OB Frank Nopper weist den Weg. Foto: imago images/Arnulf Hettrich

OB Frank Nopper sagt der drohenden Verödung der Innenstadt beim City-Gipfel den Kampf an. Händler beklagen indes mangelndes Sicherheitsgefühl der Besucher.

Stuttgart - Selten, ja wahrscheinlich noch nie, hat sich im Rathaus eine derart hochkarätige Besetzung mit der Zukunft der Innenstadt auseinandergesetzt. OB Frank Nopper hat zusammen mit der City-Initiative Stuttgart (CIS), seinen in der Sache betroffenen Bürgermeistern, der Wirtschaftsförderung, der Industrie- und Handelskammer (IHK), dem Handelsverband und Vertretern aus Kultur, Gastronomie sowie des Handels zum ersten City-Gipfel geladen. Ergänzt wurde der erlesene Kreis durch einen Vertreter der Immobilienwirtschaft (Michael Bräutigam/Colliers) und durch den Großinvestor Ferdinand Piëch, Sohn des gleichnamigen ehemaligen Porsche-Großaktionärs und VW-Aufsichtsratsvorsitzenden.

 

Um es vorwegzunehmen: Alle Beteiligten verließen den Sitzungssaal mit einem guten Bauchgefühl und der Zuversicht, der drohenden Verödung der City mit gemeinsamen Kräften entgegenwirken zu können. OB Nopper meinte im Anschluss der Sitzung sogar, er glaube fest an die Zukunft der Innenstadt und die Zukunft des innerstädtischen Einzelhandels: „Denn wir setzen uns alle für eine lebens- und liebenswerte Innenstadt ein.“

Handel ächzt unter den Demonstrationen

Ganz so optimistisch sieht Marjoke Breuning, Inhaberin des Traditionsgeschäftes Maute Benger in der Königstraße und IHK-Präsidentin, die Lage nicht: „Es war ein guter Auftakt und es war gut, überhaupt einmal in diesem Kreis ins Gespräch zu kommen. Aber den ganzen großen Wurf wird es angesichts der Problemlage wohl nicht geben. Wir müssen an vielen kleinen Stellschrauben drehen.“ Eine dieser Schrauben sind die vielen Demonstrationen in der Innenstadt. Dieses Thema ist in der Sitzung nach Berichten vieler Teilnehmer sehr hitzig und engagiert diskutiert worden. Denn den Vertretern des Handels ist vor allem der dadurch entstehende Mangel an Sicherheitsgefühl der Stadtbesucher ein Dorn im Auge.

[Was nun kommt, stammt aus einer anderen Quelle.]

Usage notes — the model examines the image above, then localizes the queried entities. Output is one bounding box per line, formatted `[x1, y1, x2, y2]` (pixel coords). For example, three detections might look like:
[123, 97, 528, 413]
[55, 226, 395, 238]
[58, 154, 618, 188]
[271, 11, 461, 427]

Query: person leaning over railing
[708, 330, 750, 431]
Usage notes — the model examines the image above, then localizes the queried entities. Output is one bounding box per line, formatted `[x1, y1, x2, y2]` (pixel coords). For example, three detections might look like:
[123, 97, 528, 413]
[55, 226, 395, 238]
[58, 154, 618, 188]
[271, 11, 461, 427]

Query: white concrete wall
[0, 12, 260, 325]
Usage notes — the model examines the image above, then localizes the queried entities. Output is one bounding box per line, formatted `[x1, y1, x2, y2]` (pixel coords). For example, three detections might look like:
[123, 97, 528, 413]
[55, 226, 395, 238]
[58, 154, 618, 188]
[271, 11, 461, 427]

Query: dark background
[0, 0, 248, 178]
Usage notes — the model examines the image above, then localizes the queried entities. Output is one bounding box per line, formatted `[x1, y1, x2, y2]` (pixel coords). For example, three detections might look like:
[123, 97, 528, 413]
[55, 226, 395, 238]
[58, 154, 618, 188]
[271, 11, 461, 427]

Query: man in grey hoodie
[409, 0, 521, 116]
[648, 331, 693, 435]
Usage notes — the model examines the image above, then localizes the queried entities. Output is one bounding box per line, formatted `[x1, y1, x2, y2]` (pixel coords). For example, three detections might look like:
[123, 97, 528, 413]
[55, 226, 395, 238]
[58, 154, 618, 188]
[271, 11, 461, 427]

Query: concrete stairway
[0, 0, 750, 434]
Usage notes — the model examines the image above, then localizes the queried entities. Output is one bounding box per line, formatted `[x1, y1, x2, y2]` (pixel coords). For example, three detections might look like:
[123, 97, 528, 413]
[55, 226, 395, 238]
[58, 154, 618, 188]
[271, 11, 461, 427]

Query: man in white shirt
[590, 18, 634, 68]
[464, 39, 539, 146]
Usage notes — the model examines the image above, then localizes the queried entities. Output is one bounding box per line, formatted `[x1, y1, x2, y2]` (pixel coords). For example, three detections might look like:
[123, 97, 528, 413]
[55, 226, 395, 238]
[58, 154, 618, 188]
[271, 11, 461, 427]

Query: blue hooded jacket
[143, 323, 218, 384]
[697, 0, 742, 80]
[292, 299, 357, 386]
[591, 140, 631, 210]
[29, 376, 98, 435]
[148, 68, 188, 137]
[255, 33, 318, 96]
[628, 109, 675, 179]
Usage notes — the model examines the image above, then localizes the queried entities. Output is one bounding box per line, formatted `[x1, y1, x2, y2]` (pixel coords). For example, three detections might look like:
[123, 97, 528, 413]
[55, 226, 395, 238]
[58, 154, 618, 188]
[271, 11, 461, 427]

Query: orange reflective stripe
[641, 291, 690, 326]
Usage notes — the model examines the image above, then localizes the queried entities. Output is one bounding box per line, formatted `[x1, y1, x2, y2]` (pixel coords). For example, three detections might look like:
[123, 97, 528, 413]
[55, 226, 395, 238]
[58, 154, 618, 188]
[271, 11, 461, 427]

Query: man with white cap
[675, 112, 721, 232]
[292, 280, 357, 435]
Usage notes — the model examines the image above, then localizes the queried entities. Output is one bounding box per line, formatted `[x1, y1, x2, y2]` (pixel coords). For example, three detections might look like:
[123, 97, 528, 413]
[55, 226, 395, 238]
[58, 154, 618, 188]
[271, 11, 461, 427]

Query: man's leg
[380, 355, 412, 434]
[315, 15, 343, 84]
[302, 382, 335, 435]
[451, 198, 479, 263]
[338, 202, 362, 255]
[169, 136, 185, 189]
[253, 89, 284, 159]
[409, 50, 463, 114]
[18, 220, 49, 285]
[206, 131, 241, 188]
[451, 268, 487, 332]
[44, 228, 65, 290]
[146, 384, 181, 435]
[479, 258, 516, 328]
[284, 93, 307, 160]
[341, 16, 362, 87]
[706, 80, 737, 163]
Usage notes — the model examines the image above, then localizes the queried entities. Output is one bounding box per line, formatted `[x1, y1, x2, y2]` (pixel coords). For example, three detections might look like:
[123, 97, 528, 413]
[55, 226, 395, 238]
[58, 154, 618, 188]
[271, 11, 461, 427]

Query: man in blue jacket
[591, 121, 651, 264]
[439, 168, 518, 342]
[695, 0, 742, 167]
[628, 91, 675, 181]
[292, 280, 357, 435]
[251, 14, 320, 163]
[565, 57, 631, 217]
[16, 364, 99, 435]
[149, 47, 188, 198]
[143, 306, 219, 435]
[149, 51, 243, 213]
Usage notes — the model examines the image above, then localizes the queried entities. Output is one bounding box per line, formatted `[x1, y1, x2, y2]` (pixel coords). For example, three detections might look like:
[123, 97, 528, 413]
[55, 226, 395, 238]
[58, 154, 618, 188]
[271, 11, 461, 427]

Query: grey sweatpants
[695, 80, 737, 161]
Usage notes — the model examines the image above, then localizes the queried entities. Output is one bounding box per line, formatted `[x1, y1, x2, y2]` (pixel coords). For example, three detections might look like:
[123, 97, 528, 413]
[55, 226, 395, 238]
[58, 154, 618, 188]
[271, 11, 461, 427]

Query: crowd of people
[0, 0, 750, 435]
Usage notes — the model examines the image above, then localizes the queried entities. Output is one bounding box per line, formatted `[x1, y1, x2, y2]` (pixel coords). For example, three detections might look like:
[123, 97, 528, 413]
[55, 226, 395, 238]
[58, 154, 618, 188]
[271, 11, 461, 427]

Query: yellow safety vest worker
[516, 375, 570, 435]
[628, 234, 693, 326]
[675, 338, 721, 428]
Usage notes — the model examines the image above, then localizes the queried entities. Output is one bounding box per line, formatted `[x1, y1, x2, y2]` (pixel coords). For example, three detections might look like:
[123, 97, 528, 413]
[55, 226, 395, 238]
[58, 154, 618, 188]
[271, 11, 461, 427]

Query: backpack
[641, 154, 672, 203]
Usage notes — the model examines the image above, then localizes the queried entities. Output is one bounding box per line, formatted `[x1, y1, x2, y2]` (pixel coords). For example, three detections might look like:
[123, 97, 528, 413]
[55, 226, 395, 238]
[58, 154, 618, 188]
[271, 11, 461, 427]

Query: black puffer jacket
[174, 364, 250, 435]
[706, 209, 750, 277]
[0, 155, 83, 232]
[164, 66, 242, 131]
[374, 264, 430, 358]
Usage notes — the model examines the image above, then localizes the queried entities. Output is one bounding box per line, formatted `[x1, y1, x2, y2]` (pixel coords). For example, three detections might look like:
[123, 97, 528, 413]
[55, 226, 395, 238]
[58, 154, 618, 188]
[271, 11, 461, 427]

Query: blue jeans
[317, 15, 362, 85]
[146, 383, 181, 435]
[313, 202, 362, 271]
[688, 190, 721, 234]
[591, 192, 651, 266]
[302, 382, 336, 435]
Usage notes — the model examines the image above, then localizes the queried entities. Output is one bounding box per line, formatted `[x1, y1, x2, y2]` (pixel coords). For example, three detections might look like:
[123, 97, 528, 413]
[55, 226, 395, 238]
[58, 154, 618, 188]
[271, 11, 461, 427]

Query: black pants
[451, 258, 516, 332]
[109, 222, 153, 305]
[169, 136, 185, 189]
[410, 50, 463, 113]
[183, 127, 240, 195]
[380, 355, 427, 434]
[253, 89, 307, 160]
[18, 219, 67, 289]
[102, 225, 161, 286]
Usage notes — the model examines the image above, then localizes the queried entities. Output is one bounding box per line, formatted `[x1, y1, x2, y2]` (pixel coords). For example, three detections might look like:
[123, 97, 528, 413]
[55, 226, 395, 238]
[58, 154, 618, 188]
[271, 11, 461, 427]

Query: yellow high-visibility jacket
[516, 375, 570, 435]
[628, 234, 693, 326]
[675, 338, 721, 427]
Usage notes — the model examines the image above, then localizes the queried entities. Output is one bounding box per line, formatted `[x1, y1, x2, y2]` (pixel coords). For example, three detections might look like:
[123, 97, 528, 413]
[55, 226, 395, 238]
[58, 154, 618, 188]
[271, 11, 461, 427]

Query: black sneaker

Demos wirken sich negativ auf Besucherstrom aus

Die Vertreter des Handels monierten so auch die gravierenden Auswirkungen auf die Passantenfrequenz und den Umsatz. Wasserwerfer im Stadtbild, Hundertschaften der Polizei oder Absperrgitter, die ganze Ladenzugänge zustellen, sind aus Sicht der Einzelhändler geschäftsschädigend. Ferdinand Piëch soll es in seinem Redebeitrag plastisch auf den Punkt gebracht haben: Wer mit einem Kofferraum voller verderblicher Lebensmittel nach dem Einkauf bei Feinkost Böhm aus der Tiefgarage wolle, aber wegen einer Demonstration auf der Theo eine Stunde warten müsse, sei nicht geneigt, erneut in der City einzukaufen.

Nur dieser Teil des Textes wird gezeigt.